Indeed, the themes keep repeating themselves. Be that risk of Alzheimer’s, dementia, aging, cognitive function, and in this latest publication depression.
But what is important is that they all provide another piece of evidence to give a compelling and comprehensive view of healthy habits. What’s more this paper also goes into the specific mechanisms and tries to untangle genetic influences as well.
As mentioned the focus is on depression, but it could also be multiple other areas of cognitive dysfunction or degeneration.
Of note also is that the study analysed data in what is called the UK Biobank — that’s a massive database which includes genetic data, brain scanning data, and blood analysis amongst others. They analysed data from about 290’000 people!
So what was that about genetic influence? Are some of us predisposed to become depressed?
Well, of course. We are all part of the genetic lottery which puts us at more, or less, risk of just about everything that can happen to us.
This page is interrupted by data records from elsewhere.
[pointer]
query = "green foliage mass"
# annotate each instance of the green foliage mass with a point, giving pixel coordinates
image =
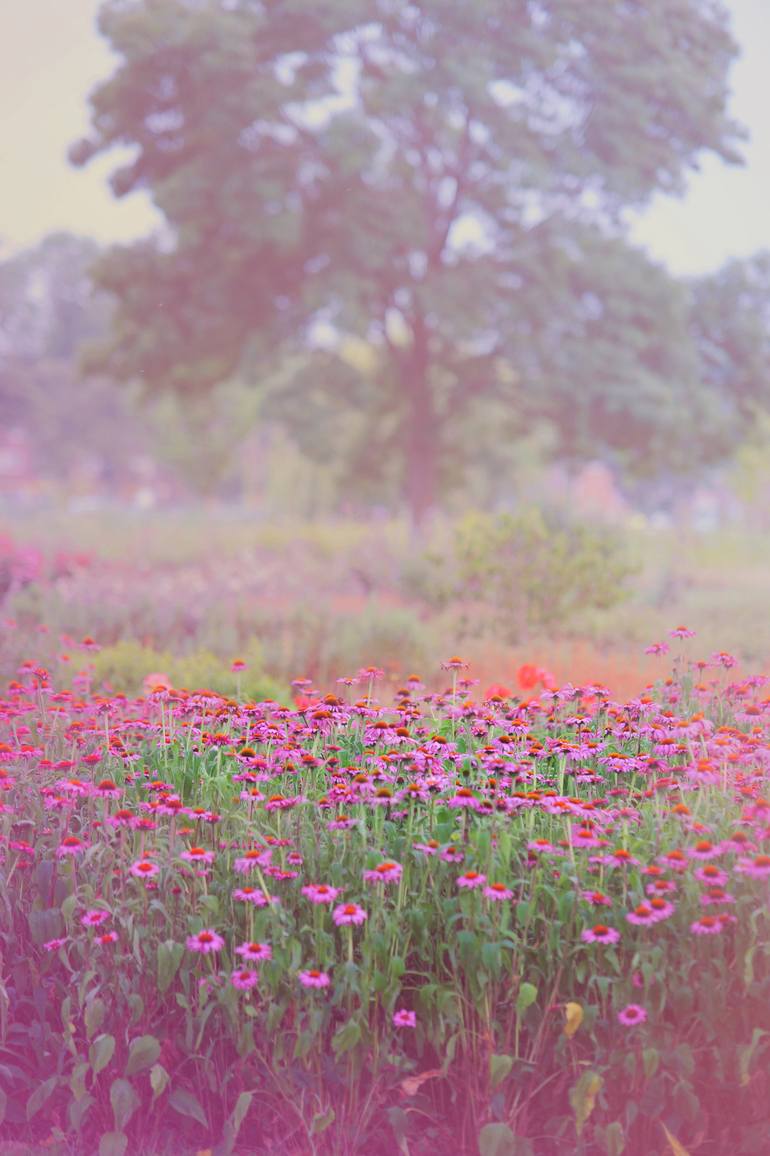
(526, 571)
(444, 180)
(125, 665)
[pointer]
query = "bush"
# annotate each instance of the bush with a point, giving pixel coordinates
(525, 571)
(124, 667)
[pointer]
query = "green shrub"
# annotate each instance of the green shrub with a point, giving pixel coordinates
(125, 666)
(525, 571)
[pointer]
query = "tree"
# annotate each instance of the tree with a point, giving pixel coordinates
(443, 179)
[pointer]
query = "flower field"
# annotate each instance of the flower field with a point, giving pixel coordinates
(421, 921)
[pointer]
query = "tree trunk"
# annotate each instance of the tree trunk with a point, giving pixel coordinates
(421, 429)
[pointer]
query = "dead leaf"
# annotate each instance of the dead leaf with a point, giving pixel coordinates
(412, 1084)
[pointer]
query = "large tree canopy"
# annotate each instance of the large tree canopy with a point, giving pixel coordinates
(444, 179)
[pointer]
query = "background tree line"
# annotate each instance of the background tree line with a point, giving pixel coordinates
(399, 231)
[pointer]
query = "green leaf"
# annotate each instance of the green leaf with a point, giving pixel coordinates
(158, 1080)
(526, 997)
(346, 1037)
(614, 1139)
(500, 1067)
(101, 1052)
(169, 957)
(321, 1121)
(124, 1101)
(583, 1097)
(142, 1052)
(113, 1143)
(747, 1054)
(496, 1140)
(41, 1095)
(186, 1104)
(94, 1016)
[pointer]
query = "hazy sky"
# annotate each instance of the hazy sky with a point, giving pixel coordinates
(51, 57)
They key question to answer is whether genetics plays a larger role than lifestyle factors.
And does it?
And that is very good news — the researchers from the University of Cambridge noted that genetic factors can reduce risk of depression by about 25%. But that lifestyle factors could contribute to a risk reduction of about 57%. That’s more than double the genetic moderation factor.
So lifestyle accounts for a lot.
And I’m now intrigued. What are these seven lifestyle factors?
They were these in order for lowest to highest impact:
- healthy diet (6%)
- moderate alcohol consumption (11%)
- low-to-moderate sedentary behaviour (13%)
- regular physical activity (14%)
- frequent social connection (18%)
- never smoking (20%)
- healthy sleep (22%)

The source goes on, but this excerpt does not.